On January 31, 1968, when the Vietnamese were celebrating Tet – the Vietnamese New Year – the North Vietnamese and Vietcong forces launched a surprise attack on Hue, an important base for the U.S. Navy supply boats. The citadel, at that time used as the headquarters of the 1st Infantry Division of the South Vietnamese Army, was an apparent target. Almost six hours after the first attack, the North Vietnamese troops successfully took control of the citadel and raised a Vietcong flag over its flag tower. The North and South Vietnamese troops were involved in a fierce battle concentrated around the historic complex, and finally more than three weeks after the first assault was launched, the U.S.-backed South Vietnamese Army regained control of the citadel. The U.S. and South Vietnam did emerge victorious, but roughly 80% of Hue was destroyed by U.S. airstrikes, a fact that raised questions among ordinary Americans and contributed to the decline of U.S. public support for the war.
Photos of the destruction of structures within the citadel emerged – a kind of image which unfortunately keeps surfacing even to this day with multiple wars and conflicts on the planet. 25 years after the end of the Siege of Hue, the Imperial City joined the prestigious UNESCO World Heritage list, a testament to its past significance despite the sheer damage to the compound decades earlier. Then almost 25 years later, I get the chance to visit this marvelous work of Vietnamese architecture and craftsmanship and retrace its glorious, as well as dark, days.
Walking through the magnificent Meridian Gate – modeled after the one in Beijing’s Forbidden City – it is not hard to imagine the power the emperors held during the heyday of the Nguyen dynasty. Miraculously kept intact during the war, the gate still impresses modern-day visitors, as it must have done with royals and dignitaries alike in the past. Past the gate is Điện Thái Hòa, the Palace of Supreme Harmony, built by the first Nguyen emperor in 1805, then enlarged and moved to its current location by his successor in 1833. James and I then turn to our left side to an enclosed part of the Imperial City. Inside, the ancestral temples of Thế Miếu and Hưng Miếu stand in a tranquil setting with their doors open.

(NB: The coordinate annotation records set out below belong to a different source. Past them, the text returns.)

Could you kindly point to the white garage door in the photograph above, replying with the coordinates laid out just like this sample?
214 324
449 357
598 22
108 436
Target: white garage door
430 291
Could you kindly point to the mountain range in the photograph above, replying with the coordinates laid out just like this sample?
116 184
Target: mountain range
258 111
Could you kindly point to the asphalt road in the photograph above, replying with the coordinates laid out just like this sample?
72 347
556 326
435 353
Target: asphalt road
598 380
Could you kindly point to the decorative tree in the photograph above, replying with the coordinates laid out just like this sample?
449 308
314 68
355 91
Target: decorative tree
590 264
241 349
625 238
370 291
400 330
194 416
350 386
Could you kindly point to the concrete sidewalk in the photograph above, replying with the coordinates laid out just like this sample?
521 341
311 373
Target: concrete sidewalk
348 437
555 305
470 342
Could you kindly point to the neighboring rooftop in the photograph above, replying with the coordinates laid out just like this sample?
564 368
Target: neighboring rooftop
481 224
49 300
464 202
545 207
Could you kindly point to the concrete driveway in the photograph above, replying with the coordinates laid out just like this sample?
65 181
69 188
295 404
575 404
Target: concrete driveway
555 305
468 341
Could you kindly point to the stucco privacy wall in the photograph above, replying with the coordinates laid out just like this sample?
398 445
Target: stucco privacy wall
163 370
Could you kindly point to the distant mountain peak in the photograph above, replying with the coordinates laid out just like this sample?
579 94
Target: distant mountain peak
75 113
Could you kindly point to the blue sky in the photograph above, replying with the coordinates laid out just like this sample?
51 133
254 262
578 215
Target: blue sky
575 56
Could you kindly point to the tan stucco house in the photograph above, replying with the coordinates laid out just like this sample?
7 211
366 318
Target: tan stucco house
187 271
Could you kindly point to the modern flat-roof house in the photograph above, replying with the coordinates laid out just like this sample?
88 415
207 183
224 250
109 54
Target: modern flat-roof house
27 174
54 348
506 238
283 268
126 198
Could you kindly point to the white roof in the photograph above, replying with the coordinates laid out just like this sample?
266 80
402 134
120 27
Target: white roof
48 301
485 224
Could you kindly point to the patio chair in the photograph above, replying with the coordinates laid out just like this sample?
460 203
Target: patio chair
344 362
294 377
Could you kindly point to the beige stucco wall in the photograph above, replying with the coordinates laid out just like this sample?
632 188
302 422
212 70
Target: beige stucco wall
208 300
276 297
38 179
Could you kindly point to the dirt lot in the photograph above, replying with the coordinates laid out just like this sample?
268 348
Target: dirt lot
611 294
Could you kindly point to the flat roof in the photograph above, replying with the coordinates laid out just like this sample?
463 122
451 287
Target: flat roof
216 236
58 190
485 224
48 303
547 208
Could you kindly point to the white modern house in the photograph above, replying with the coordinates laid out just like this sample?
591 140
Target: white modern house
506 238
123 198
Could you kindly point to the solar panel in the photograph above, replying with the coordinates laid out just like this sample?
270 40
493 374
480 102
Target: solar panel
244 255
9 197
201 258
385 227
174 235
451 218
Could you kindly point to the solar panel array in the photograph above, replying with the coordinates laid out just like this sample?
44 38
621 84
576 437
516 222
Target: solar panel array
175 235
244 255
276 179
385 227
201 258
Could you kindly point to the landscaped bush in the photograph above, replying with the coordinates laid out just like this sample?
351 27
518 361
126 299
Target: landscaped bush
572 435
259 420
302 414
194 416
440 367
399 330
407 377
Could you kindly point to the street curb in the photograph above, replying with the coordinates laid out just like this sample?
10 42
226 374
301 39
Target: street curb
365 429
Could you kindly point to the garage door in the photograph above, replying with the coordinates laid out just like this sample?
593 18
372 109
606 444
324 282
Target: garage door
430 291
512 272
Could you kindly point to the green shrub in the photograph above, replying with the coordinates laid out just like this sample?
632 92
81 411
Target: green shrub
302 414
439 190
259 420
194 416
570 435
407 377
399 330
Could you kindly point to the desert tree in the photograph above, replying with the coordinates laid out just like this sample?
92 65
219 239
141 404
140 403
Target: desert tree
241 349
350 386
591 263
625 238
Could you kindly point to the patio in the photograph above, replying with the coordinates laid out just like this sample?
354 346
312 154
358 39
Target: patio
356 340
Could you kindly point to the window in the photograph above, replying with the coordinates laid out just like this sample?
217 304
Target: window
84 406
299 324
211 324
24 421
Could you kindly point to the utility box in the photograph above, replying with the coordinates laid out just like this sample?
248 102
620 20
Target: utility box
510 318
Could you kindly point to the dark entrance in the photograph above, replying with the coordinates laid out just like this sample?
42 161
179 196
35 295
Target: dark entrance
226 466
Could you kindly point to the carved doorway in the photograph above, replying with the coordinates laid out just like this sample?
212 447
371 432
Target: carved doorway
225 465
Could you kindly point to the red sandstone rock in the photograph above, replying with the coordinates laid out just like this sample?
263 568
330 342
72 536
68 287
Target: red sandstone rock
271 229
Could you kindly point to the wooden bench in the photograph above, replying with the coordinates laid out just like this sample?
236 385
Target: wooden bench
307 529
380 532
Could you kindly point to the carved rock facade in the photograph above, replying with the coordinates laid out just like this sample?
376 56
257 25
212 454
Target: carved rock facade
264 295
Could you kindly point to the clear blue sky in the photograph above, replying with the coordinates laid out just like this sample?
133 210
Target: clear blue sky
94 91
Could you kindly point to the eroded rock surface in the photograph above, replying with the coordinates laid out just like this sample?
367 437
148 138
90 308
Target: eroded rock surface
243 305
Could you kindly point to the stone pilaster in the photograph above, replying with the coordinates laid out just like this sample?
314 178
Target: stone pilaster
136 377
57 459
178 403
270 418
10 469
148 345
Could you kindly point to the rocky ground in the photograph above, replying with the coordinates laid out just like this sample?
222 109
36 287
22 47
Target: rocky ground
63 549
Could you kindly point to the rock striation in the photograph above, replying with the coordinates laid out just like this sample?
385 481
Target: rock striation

Exploring the many corners within the vast palace complex is like looking into Vietnam’s past. The lavishly embellished halls, temples and gates attest to Imperial Vietnam’s prominence and wealth. On the other hand, the ruins and unrestored parts inside the compound are a grim reminder of yet another man-made calamity the world has been witnessing for millennia. The heart of the palace grounds, usually reserved for an important structure, is conspicuously empty. Indeed, a grand hall once stood here, none other than the emperors’ office itself. It is here, under the scorching heat of Vietnamese sun, where we call an end to our visit to the impressive Imperial City of Hue. Under the same sun the citadel had seen emperors commissioning structures to impress, belligerents vying for control of this strategic asset, modern researchers meticulously studying what remains of the citadel for future restoration works, and visitors marveling at the results of the ongoing project. The allure of the Imperial City, it seems, endures to this day.